Currants: Sweet and sour tastes. Currants offer more iron and calcium than raisins, adding them to the recipe also provides a sweetness and texture that complements the grains and beans.
Ingredients: (yields 12 – 16 muffins)
- 1 1/2 cups cooked beans of choice
- 1 cup uncooked old fashioned rolled oats
- 1/4 cup uncooked quinoa
- 1 large bunch cilantro (yes the whole thing you bought, not just a handful)
- 1 large vadalia onion
- 2 tablespoons currants
- spices: black/sea salt, turmeric, cumin and other spices to taste. For something really Indian, find some “pickling masala” and add pinch of this in place of salt
1) Preheat oven to 350 degrees. Place oats and quinoa in a large mixing bowl and add 1/2 cup freshly boiled water. Fold in the currants, finely chopped raw onions, collard greens and spices.

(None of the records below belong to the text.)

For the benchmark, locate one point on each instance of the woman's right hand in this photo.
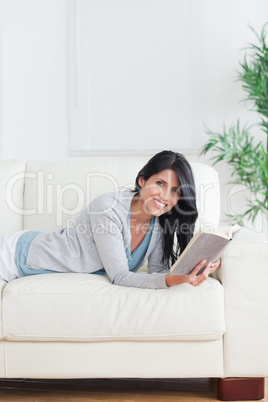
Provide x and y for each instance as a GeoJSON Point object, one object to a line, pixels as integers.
{"type": "Point", "coordinates": [192, 278]}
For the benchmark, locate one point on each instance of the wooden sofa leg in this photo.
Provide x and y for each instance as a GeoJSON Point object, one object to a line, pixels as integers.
{"type": "Point", "coordinates": [240, 389]}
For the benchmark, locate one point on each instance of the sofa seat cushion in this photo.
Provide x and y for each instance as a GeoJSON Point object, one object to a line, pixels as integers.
{"type": "Point", "coordinates": [86, 307]}
{"type": "Point", "coordinates": [2, 286]}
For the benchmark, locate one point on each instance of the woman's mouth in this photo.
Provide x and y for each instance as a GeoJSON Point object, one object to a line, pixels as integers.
{"type": "Point", "coordinates": [159, 204]}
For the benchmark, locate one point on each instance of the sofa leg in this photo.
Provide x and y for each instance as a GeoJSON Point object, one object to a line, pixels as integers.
{"type": "Point", "coordinates": [240, 389]}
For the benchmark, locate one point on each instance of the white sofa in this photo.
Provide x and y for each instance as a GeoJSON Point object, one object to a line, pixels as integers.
{"type": "Point", "coordinates": [81, 326]}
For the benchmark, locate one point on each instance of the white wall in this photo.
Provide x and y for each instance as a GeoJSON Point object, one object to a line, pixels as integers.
{"type": "Point", "coordinates": [34, 75]}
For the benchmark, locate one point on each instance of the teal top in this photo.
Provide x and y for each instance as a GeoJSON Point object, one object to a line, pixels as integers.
{"type": "Point", "coordinates": [21, 253]}
{"type": "Point", "coordinates": [139, 252]}
{"type": "Point", "coordinates": [24, 241]}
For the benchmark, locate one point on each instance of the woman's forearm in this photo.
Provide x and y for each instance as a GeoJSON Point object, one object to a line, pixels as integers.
{"type": "Point", "coordinates": [172, 280]}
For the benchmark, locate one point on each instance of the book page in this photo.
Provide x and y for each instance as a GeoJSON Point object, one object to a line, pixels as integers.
{"type": "Point", "coordinates": [206, 246]}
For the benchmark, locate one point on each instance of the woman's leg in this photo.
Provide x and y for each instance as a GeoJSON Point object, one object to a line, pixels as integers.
{"type": "Point", "coordinates": [8, 267]}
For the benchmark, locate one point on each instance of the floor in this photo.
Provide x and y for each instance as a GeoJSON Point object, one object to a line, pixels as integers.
{"type": "Point", "coordinates": [123, 390]}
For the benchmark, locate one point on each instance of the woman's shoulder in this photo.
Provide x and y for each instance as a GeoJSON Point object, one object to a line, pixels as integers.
{"type": "Point", "coordinates": [112, 200]}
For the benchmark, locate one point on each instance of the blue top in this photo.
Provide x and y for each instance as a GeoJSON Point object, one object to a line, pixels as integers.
{"type": "Point", "coordinates": [138, 253]}
{"type": "Point", "coordinates": [21, 253]}
{"type": "Point", "coordinates": [24, 241]}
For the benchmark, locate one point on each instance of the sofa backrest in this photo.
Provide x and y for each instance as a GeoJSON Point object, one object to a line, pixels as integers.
{"type": "Point", "coordinates": [43, 195]}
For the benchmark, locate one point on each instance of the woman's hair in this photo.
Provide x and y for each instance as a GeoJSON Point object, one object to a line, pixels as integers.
{"type": "Point", "coordinates": [180, 220]}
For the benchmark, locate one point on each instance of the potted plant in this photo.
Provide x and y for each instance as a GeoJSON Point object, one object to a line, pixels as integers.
{"type": "Point", "coordinates": [236, 145]}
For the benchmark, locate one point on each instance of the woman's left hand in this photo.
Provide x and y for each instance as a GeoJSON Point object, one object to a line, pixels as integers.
{"type": "Point", "coordinates": [214, 266]}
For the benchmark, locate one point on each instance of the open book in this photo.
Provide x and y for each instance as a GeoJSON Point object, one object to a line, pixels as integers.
{"type": "Point", "coordinates": [205, 245]}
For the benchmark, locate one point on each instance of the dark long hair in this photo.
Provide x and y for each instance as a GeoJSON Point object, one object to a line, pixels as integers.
{"type": "Point", "coordinates": [180, 220]}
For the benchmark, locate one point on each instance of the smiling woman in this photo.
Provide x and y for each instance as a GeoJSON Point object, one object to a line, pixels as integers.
{"type": "Point", "coordinates": [117, 232]}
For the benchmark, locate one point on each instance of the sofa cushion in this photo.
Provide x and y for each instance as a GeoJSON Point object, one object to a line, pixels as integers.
{"type": "Point", "coordinates": [83, 307]}
{"type": "Point", "coordinates": [2, 285]}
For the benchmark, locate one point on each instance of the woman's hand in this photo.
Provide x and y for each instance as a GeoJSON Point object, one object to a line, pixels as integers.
{"type": "Point", "coordinates": [215, 265]}
{"type": "Point", "coordinates": [193, 279]}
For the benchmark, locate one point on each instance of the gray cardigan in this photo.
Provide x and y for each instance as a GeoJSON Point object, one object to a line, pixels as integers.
{"type": "Point", "coordinates": [98, 239]}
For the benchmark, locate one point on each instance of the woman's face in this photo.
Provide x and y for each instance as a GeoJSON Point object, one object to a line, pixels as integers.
{"type": "Point", "coordinates": [160, 192]}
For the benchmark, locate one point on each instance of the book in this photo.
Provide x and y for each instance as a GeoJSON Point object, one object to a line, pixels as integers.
{"type": "Point", "coordinates": [205, 245]}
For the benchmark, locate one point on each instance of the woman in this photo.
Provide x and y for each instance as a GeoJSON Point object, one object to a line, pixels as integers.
{"type": "Point", "coordinates": [118, 232]}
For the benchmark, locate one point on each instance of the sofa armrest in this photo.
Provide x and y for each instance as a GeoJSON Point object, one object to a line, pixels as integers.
{"type": "Point", "coordinates": [244, 275]}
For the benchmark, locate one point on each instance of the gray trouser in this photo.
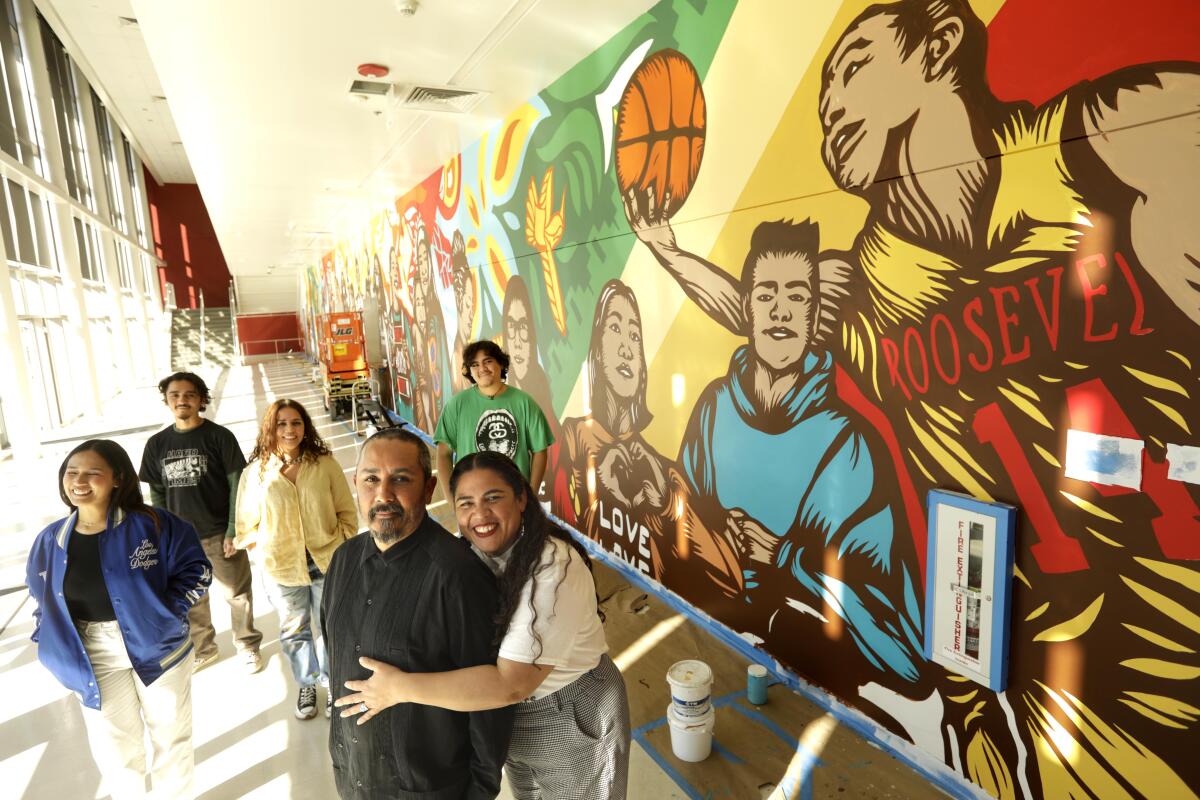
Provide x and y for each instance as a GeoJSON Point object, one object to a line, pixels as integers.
{"type": "Point", "coordinates": [234, 576]}
{"type": "Point", "coordinates": [574, 744]}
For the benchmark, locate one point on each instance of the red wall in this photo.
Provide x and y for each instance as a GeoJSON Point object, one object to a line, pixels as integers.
{"type": "Point", "coordinates": [184, 239]}
{"type": "Point", "coordinates": [268, 334]}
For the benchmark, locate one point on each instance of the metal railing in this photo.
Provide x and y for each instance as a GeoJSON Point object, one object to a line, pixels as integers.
{"type": "Point", "coordinates": [233, 314]}
{"type": "Point", "coordinates": [204, 355]}
{"type": "Point", "coordinates": [277, 347]}
{"type": "Point", "coordinates": [373, 392]}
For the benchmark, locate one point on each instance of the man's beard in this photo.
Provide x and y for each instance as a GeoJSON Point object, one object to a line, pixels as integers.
{"type": "Point", "coordinates": [390, 528]}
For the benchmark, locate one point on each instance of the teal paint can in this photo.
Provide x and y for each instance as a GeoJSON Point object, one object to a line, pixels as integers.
{"type": "Point", "coordinates": [756, 684]}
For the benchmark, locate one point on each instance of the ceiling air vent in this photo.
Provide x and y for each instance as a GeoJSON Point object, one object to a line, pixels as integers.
{"type": "Point", "coordinates": [370, 88]}
{"type": "Point", "coordinates": [438, 98]}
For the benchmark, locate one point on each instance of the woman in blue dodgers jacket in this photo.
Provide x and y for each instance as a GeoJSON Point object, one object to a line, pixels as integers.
{"type": "Point", "coordinates": [113, 583]}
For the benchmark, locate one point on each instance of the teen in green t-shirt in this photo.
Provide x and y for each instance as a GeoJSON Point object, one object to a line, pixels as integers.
{"type": "Point", "coordinates": [492, 416]}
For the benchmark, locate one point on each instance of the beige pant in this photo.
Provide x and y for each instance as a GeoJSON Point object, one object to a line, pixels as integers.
{"type": "Point", "coordinates": [129, 710]}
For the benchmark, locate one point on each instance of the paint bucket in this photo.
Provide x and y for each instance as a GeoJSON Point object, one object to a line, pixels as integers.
{"type": "Point", "coordinates": [691, 738]}
{"type": "Point", "coordinates": [756, 684]}
{"type": "Point", "coordinates": [691, 687]}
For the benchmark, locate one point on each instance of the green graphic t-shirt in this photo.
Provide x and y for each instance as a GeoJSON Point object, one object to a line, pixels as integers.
{"type": "Point", "coordinates": [509, 423]}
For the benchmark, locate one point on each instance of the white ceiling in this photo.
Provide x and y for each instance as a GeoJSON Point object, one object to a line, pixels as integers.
{"type": "Point", "coordinates": [286, 160]}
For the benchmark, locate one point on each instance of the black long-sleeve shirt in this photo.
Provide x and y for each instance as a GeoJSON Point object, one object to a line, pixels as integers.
{"type": "Point", "coordinates": [424, 605]}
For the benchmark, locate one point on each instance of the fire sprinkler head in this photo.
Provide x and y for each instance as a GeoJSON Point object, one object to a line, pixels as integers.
{"type": "Point", "coordinates": [372, 70]}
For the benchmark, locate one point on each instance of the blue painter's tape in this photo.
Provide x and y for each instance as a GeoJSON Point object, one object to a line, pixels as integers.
{"type": "Point", "coordinates": [769, 725]}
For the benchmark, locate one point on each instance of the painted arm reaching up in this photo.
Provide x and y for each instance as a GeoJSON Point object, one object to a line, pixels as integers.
{"type": "Point", "coordinates": [1144, 124]}
{"type": "Point", "coordinates": [715, 290]}
{"type": "Point", "coordinates": [708, 286]}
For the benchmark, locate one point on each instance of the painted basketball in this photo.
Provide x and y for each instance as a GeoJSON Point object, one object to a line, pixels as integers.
{"type": "Point", "coordinates": [660, 128]}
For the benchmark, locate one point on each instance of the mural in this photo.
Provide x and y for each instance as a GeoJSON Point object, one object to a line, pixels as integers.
{"type": "Point", "coordinates": [769, 317]}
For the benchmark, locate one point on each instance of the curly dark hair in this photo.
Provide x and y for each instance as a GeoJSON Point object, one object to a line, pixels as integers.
{"type": "Point", "coordinates": [525, 561]}
{"type": "Point", "coordinates": [487, 348]}
{"type": "Point", "coordinates": [202, 388]}
{"type": "Point", "coordinates": [126, 489]}
{"type": "Point", "coordinates": [311, 446]}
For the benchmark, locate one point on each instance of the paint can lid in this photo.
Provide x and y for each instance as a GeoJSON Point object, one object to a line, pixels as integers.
{"type": "Point", "coordinates": [690, 673]}
{"type": "Point", "coordinates": [702, 722]}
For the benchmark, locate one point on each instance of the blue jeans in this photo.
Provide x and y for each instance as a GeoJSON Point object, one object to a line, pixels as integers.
{"type": "Point", "coordinates": [300, 635]}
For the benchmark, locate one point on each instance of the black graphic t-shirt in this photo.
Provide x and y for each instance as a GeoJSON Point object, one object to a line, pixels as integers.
{"type": "Point", "coordinates": [192, 468]}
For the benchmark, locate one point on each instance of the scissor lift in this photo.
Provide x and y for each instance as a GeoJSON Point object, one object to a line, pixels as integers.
{"type": "Point", "coordinates": [345, 374]}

Set aside to sit at least 10 minutes or until water mostly absorbs.
2) Place beans and cilantro in your blender, pulse until it looks like dip not baby food.
3) Mix beans/cilantro/onion into the bowl with the oats/quinoa and fold until mixed well.
4) Add this mixture to sprayed muffin cups, bake at 350 until brown and firm to the touch (about 45 minutes)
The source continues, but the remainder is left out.